Date of Award


Level of Access Assigned by Author

Campus-Only Thesis

Degree Name

Master of Science (MS)


Food Science and Human Nutrition


Mary Ellen Camire

Second Committee Member

Adrienne White

Third Committee Member

Kathryn Yerxa


At present, young adults do not consume enough whole grains. A low intake of whole grains has been associated with higher body mass index and a greater risk for diet- induced diseases such as obesity, diabetes and cardiovascular disease. Novel approaches outside of traditional marketing strategies must be considered. A two-part design aimed at increasing the consumption of whole grains by young adults was organized. First, a survey tool developed to uncover the reasoning behind food choices was validated and subsequently distributed among 100 University of Maine undergraduate students who were not Food Science or Human Nutrition majors. Demographic as well as food preference questions were asked. Seventy percent of participants answered incorrectly when asked what percent of total grain intake is recommended to be whole grain.
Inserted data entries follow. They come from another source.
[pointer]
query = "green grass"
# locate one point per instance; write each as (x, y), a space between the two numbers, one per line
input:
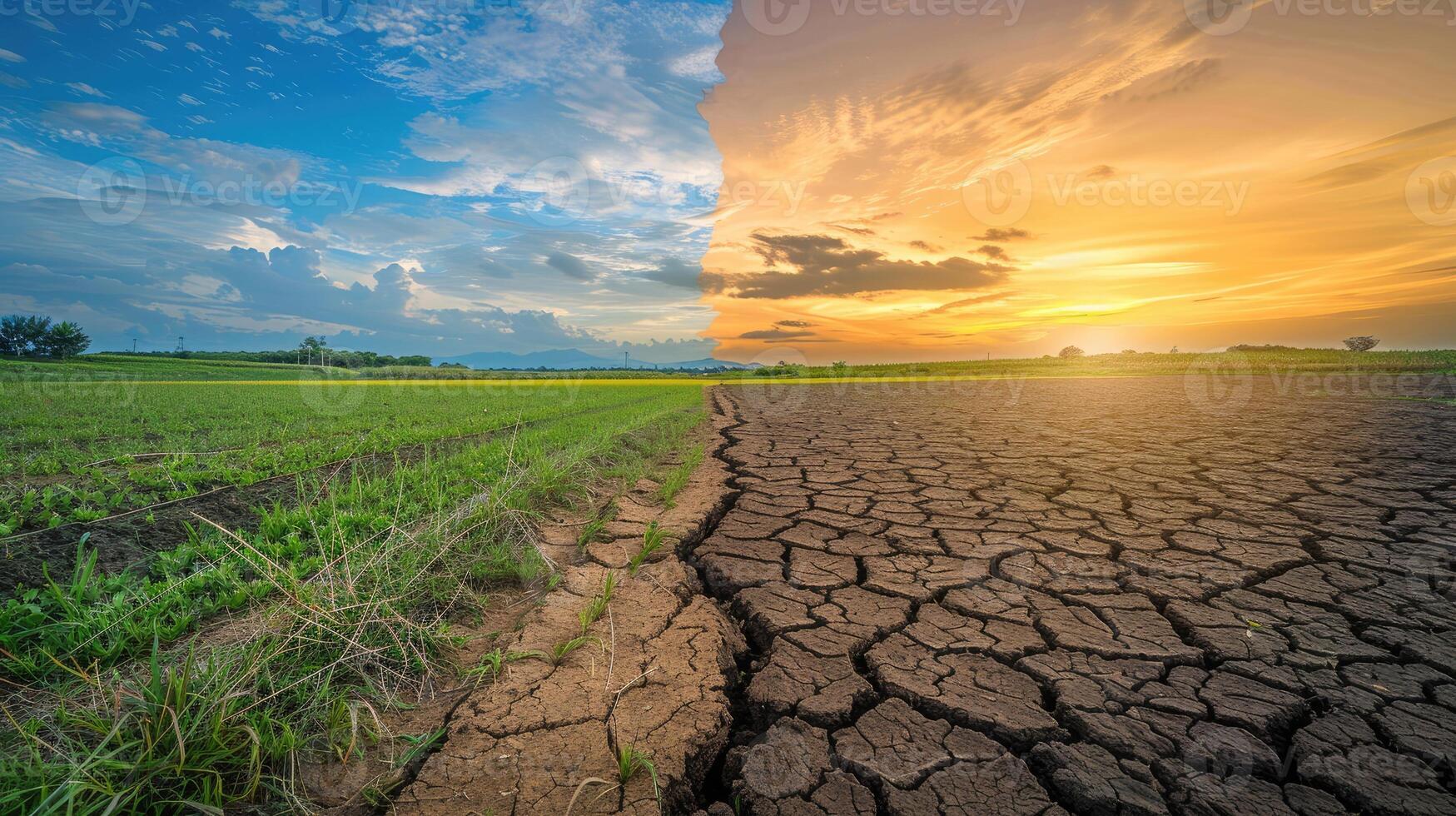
(564, 649)
(676, 478)
(83, 452)
(651, 541)
(597, 605)
(631, 763)
(122, 709)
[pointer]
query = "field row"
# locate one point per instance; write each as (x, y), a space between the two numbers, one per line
(62, 460)
(351, 595)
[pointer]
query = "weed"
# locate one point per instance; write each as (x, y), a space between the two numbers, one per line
(420, 745)
(632, 761)
(495, 660)
(651, 541)
(599, 602)
(565, 647)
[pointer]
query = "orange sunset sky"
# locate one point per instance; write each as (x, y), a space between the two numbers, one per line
(907, 182)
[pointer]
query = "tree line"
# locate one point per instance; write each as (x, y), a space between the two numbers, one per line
(35, 336)
(313, 350)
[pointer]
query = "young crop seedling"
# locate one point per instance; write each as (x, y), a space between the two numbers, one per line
(651, 541)
(594, 608)
(632, 761)
(495, 660)
(565, 647)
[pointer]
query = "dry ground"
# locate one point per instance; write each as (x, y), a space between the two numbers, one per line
(1090, 596)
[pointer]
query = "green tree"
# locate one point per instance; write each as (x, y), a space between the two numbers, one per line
(64, 340)
(22, 334)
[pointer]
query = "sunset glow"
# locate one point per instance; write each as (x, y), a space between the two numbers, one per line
(1149, 184)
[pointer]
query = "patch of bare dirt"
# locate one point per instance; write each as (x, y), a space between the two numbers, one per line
(657, 676)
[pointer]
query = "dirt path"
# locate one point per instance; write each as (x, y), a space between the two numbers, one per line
(654, 676)
(1088, 596)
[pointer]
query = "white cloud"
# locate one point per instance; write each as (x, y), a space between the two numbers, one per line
(85, 89)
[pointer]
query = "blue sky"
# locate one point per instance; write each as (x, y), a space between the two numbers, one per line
(400, 175)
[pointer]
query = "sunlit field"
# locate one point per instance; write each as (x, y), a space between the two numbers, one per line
(360, 524)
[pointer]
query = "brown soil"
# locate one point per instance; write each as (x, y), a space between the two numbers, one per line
(544, 738)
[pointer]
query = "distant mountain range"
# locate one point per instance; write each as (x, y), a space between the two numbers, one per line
(569, 359)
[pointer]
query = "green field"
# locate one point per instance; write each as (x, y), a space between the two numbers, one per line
(149, 369)
(359, 516)
(400, 509)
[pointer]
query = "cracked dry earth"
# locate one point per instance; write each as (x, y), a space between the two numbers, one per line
(1086, 596)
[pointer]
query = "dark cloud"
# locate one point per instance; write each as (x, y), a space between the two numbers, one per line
(674, 271)
(826, 266)
(1002, 235)
(775, 334)
(1178, 79)
(569, 266)
(962, 303)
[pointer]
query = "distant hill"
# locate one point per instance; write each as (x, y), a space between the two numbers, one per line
(568, 359)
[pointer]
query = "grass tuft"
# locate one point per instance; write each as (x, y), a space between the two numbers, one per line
(594, 608)
(651, 542)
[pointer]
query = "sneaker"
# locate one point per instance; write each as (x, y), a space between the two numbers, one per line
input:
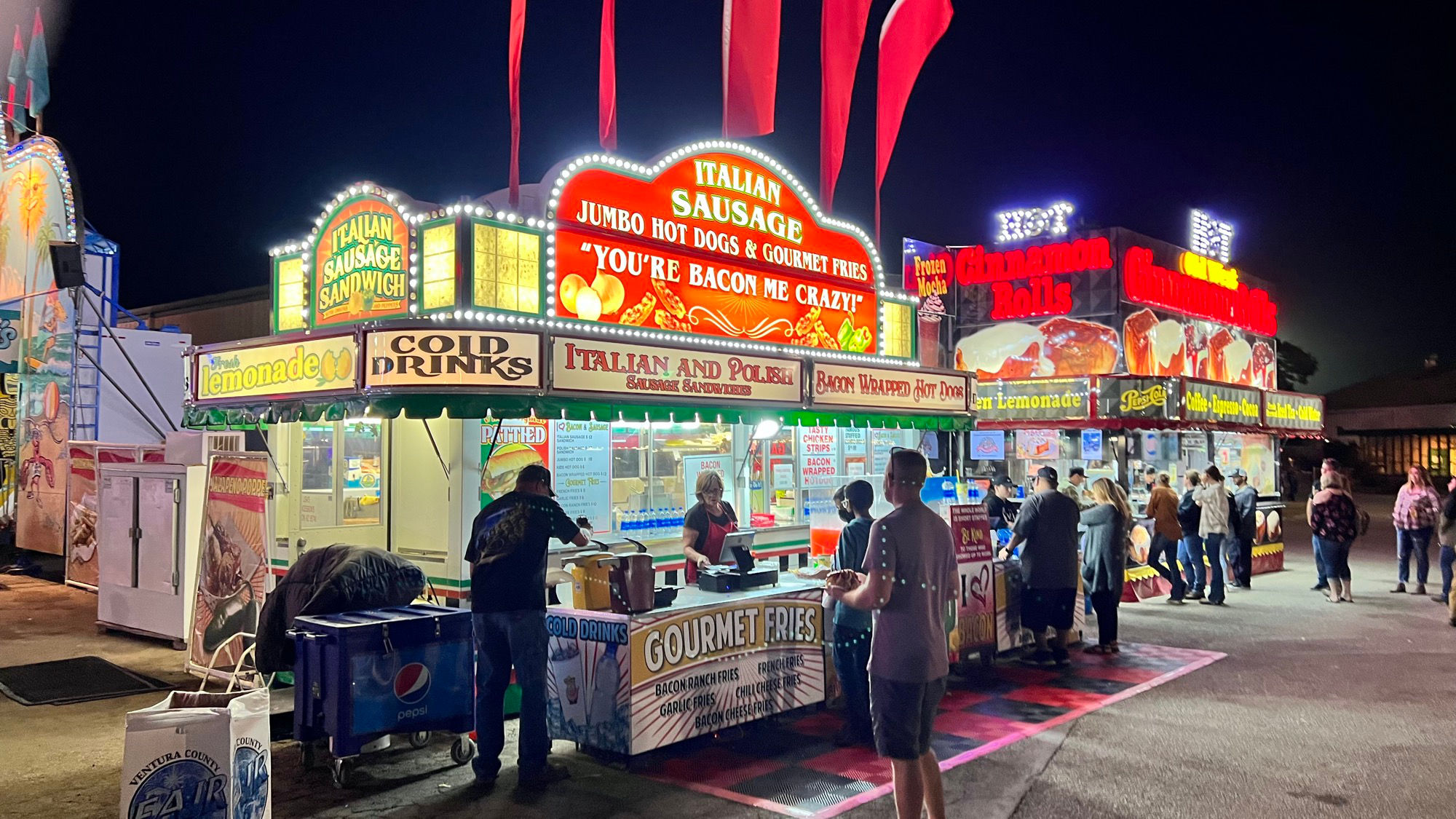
(1040, 657)
(550, 774)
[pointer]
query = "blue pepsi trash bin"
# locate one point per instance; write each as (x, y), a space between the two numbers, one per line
(371, 673)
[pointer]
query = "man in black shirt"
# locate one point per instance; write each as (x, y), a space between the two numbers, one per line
(509, 601)
(1000, 512)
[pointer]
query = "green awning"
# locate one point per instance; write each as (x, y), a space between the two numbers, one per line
(467, 405)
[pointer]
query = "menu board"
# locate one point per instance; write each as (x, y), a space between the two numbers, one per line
(855, 445)
(1039, 445)
(819, 455)
(583, 475)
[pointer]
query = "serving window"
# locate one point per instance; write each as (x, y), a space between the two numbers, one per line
(341, 474)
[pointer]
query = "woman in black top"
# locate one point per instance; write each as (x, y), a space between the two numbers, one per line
(707, 523)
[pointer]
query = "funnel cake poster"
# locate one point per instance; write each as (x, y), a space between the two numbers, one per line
(36, 210)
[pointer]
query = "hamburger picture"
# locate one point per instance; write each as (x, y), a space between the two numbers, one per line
(499, 475)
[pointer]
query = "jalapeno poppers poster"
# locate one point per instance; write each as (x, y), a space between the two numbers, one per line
(716, 244)
(234, 566)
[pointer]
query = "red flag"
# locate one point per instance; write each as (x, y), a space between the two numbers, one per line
(608, 78)
(515, 81)
(17, 71)
(751, 66)
(842, 36)
(912, 30)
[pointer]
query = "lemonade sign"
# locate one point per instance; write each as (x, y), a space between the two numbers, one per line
(318, 365)
(360, 263)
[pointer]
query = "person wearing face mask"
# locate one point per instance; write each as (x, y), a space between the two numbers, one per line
(852, 627)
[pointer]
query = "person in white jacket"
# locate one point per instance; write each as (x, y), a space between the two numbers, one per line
(1214, 526)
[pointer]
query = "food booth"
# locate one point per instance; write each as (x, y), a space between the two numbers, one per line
(1113, 352)
(650, 323)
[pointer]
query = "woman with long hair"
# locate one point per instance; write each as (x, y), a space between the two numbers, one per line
(1334, 522)
(1104, 558)
(1415, 516)
(1214, 528)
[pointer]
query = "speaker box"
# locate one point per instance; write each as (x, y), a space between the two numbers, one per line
(66, 263)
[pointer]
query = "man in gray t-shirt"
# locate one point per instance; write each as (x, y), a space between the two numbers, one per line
(1048, 526)
(911, 582)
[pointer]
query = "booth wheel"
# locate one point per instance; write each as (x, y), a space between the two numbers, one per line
(462, 751)
(343, 772)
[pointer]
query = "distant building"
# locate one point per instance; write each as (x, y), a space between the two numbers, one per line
(210, 320)
(1398, 420)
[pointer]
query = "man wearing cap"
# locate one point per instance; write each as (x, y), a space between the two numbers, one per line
(507, 555)
(1246, 502)
(1077, 477)
(1000, 510)
(1048, 525)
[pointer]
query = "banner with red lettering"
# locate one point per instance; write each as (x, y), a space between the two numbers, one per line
(234, 564)
(976, 620)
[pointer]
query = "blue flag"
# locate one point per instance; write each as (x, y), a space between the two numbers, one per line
(39, 71)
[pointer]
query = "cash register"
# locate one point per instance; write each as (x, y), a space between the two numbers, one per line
(742, 573)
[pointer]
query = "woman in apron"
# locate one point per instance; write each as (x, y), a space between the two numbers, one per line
(707, 523)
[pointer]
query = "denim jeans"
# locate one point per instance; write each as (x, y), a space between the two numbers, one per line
(1166, 550)
(505, 640)
(1214, 547)
(1448, 558)
(1334, 555)
(852, 666)
(1190, 554)
(1416, 541)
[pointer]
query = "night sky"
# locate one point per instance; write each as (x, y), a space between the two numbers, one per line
(203, 138)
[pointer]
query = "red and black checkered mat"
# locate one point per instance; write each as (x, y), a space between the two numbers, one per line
(793, 767)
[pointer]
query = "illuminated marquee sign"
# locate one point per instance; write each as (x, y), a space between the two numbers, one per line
(1294, 411)
(1205, 401)
(1211, 238)
(360, 263)
(1244, 306)
(585, 365)
(903, 389)
(1032, 222)
(1045, 280)
(713, 244)
(439, 357)
(1036, 400)
(315, 365)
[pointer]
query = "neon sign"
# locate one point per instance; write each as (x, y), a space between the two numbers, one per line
(360, 263)
(713, 244)
(1211, 238)
(976, 266)
(1244, 306)
(1032, 222)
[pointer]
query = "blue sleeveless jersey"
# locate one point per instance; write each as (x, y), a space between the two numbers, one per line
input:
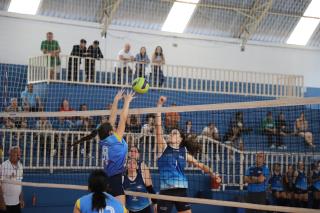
(301, 181)
(113, 205)
(134, 203)
(171, 168)
(316, 184)
(114, 154)
(276, 182)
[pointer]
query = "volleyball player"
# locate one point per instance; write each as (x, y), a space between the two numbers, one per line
(289, 186)
(172, 159)
(315, 182)
(277, 186)
(136, 180)
(98, 200)
(301, 186)
(114, 147)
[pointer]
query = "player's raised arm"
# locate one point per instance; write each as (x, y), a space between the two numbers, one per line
(159, 133)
This demonstrates an evident need for nutrition education about whole grains. For the second part of the study, three formulations of blueberry mini-muffins were created. One was made with 100% white whole wheat flour, one with 50% white whole wheat and 50% allpurpose flour, and one with 75% white whole wheat and 25% all-purpose flour. Fifty undergraduate college students evaluated the muffins for appearance, flavor, texture and overall liking using a 9-point hedonic scale. There were no statistically significant differences between any of the evaluated attributes, and all attributes scored between liked slightly and liked moderately. By blinding the participants to each sample’s composition and then revealing which sample they tasted, we assessed if the discovery of whole grain content changed overall likability of the product. Overall liking of the 75% and 100% formulations increased significantly (p ≤ 0.05). The 100% whole wheat muffin has the potential to be marketed at a university dining area to students who regularly eat muffins. By consuming one standard large size muffin made with the 100% white whole wheat flour formulation, whole grain consumption would increase by two of the three recommended servings per day for adults aged 18-24 years. For future investigation, the 100% formulation could be tested in campus dining halls. In addition, specifically targeting consumers whom are known to not like whole grain foods to see if the test products are acceptable may provide valuable information for marketing strategies.